MRO Magazine

The Right Data Logger: Fast data collection and retrieval in remote applications


October 3, 2012
By PEM Magazine

Remote monitoring applications in fields like oil & gas extraction, environmental monitoring and fleet management often require attention to detail. Users need to accurately record and track several variables, including temperature, flow, strain, stress, vibration and more. Therefore, when purchasing a new data-logging solution, it’s crucial to understand the capabilities and specifications of the device.

However, the sheer variety of data loggers and data-logging systems can often make it difficult to choose the best model for your application. With this in mind, the applications specialists at CAS DataLoggers present 10 things customers purchasing for remote applications need to know.

1. The Goal
According to Pete Martin, sales manager for CAS DataLoggers, “To begin searching for the right product, always keep in mind your starting point — what do you want to accomplish? Consider whether you need a quick fix for a specific problem or a long-term solution providing a general need with room for expansion. Details such as knowing how many and what types of inputs are required are important, along with how often readings need to be taken (determining the logger’s sampling rate) since there’s such a range of options open to you. Often users believe they need to record multiple channels of data at hundreds of Hz, not realizing that this will soon exceed the logger’s available memory and require more frequent downloads.”

2. Necessary Features
Take into account whether the data logger must be equipped with external sensors or built-in sensors, or if programmed alarms are needed. Will the logger need to perform real-time calculations on the measured data? This could be avoided by installing an RTU (remote telemetry unit). Will the device need output signals? A clear initial idea of what requirements are needed and what features might become necessary in future are key factors in making the best choice.


3. Sensors
The type of sensors being recorded is also critical in the decision process. Ideally, the data logger will have the versatility to accommodate the range of sensors connected to it. For instance, if a user is planning to use thermocouples, the logger must support TC inputs. Likewise, if the application must accommodate several different inputs (including current-loops, voltages, pulses, etc.), a more flexible, powerful data logger may be required. Are you going to need a large number of inputs to adequately monitor your conditions? Are you expecting to only measure and log analog signals, or will you also need to record digital signals?

4. Ruggedness
Consider a ruggedized device that can survive hazardous working conditions that include dust, dirt and hits; and depending on the application, one may need to safely enclose the logger in a sturdy enclosure. Also decide how often you need to transport the data logger. Will the device need to be moved between jobs, which could jostle an unprotected unit and reduce its longevity? Will it be installed in a vehicle?

5. Power Source
Determine how the logger will be powered. Will you need a battery-operated device for extended operation? Again, this depends on the logger’s location, whether it’s going to be installed inside a vehicle or in a more stationary location.

6. Display
Ensure the data logger has a visible LCD display that clearly shows measurements in its given environment, whether in dim lighting, underground or outdoors. This will help when presenting the data to clients, instructing personnel in its use or when showing a project to others.

7. Value
No matter the budget, look for cost-effective options that give extensive features for an economical price. When anticipating future expansions, search for data loggers with a modular design so you can simply add other capabilities when needed.

8. Speed
Most data loggers can record at a rate up to about 1 Hz (once per second), although many faster recording frequencies are available. When speaking with a representative, it’s important to determine the right recording rates for your application. When recording from a K-type thermocouple, for example, the sensor/sample may take several seconds to change temperature, making a high-sample device give you redundant data. Depending on the application, it may only be necessary to capture a few minutes’ worth of data or you may need to store entire months of readings. This can be easily determined the amount of data storage required by multiplying the number of channels by the sample rate and recording duration.

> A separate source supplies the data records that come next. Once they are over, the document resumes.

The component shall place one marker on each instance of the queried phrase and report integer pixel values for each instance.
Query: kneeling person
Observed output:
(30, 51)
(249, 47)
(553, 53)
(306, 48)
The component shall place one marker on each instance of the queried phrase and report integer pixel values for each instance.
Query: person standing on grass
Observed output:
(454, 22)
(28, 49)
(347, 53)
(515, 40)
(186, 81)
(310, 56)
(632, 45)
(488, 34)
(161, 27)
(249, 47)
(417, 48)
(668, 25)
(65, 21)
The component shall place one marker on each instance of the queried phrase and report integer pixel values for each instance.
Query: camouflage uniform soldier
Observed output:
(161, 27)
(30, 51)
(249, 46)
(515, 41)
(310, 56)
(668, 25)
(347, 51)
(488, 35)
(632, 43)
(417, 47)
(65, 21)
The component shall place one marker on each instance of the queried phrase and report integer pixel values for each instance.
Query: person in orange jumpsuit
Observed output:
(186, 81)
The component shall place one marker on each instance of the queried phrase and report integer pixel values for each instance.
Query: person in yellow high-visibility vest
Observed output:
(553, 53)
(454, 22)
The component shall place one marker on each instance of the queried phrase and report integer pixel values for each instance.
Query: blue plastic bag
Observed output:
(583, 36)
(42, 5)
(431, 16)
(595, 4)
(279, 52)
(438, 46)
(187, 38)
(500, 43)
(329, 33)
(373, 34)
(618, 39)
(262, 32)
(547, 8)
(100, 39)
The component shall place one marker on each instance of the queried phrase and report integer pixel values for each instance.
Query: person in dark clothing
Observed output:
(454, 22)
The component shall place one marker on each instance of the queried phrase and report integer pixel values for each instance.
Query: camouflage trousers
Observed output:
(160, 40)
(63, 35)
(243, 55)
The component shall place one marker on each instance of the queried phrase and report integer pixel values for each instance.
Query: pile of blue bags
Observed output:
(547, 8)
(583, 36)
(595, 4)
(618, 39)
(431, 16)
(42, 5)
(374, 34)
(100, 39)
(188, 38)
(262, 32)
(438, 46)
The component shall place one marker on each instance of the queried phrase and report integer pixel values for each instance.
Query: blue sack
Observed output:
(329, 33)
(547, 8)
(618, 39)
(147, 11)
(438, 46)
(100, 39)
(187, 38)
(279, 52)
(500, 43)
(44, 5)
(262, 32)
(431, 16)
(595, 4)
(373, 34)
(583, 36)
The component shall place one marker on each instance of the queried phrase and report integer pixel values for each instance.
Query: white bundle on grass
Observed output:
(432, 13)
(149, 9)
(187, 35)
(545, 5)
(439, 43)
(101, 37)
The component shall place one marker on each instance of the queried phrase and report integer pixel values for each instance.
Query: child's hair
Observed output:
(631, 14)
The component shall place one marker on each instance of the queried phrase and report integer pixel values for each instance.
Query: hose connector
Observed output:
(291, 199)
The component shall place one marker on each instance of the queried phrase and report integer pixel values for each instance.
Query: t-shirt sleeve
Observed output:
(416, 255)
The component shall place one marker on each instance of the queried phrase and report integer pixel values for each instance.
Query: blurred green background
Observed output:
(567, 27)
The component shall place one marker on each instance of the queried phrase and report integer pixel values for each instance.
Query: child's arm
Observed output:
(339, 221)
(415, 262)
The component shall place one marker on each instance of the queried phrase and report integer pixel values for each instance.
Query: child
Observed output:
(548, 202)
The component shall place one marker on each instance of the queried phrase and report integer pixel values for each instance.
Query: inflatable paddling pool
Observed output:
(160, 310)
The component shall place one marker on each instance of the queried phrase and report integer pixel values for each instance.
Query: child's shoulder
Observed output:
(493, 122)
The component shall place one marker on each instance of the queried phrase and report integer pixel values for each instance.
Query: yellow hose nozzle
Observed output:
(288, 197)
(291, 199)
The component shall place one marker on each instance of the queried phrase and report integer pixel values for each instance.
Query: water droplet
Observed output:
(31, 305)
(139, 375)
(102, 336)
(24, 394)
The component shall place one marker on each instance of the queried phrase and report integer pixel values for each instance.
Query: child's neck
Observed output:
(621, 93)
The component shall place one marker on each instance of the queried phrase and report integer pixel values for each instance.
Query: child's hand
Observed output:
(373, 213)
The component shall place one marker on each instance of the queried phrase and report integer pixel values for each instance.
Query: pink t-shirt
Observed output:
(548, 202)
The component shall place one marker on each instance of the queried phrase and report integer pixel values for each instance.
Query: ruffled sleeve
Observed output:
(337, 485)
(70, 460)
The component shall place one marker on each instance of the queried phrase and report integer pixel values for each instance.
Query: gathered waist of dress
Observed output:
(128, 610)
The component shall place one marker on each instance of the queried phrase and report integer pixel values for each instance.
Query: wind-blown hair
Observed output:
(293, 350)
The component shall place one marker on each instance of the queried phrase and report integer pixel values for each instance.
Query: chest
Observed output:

Since model specifications vary, there may be a limit based on the total amount of internal memory, or the data logger may offer the option of using external memory to expand the available memory. Options like these can significantly cut costs.

9. Portability
Many data loggers are designed for fixed installation, but other devices are intended for portable applications, such as those commonly required for environmental monitoring. How remote is the office from where you’re collecting the data? Is the logging environment located underground? For many industrial applications, a USB memory stick serves as the fastest way to get your data, especially when the data is in unalterable format intended for clients to view. This method also lets users quickly get set up onsite and then gather all the data using USB. Communication with the data logger for setup, monitoring and downloading data can be done in many different ways, including those that continuously send the data directly to the software interface.

10. Software Features
Look for a user-friendly interface that enables fast configuration. Preferably, the software will be included free with the data logger. Martin adds, “Above all, go with the capabilities which prove the most practical for your application and analysis. If you’re looking for data trends, we recommend that you use the statistical capabilities offered by certain data loggers to summarize the data over an interval. If you’re looking for anomalies, use the triggering features in many data loggers to simply capture a window around the event.”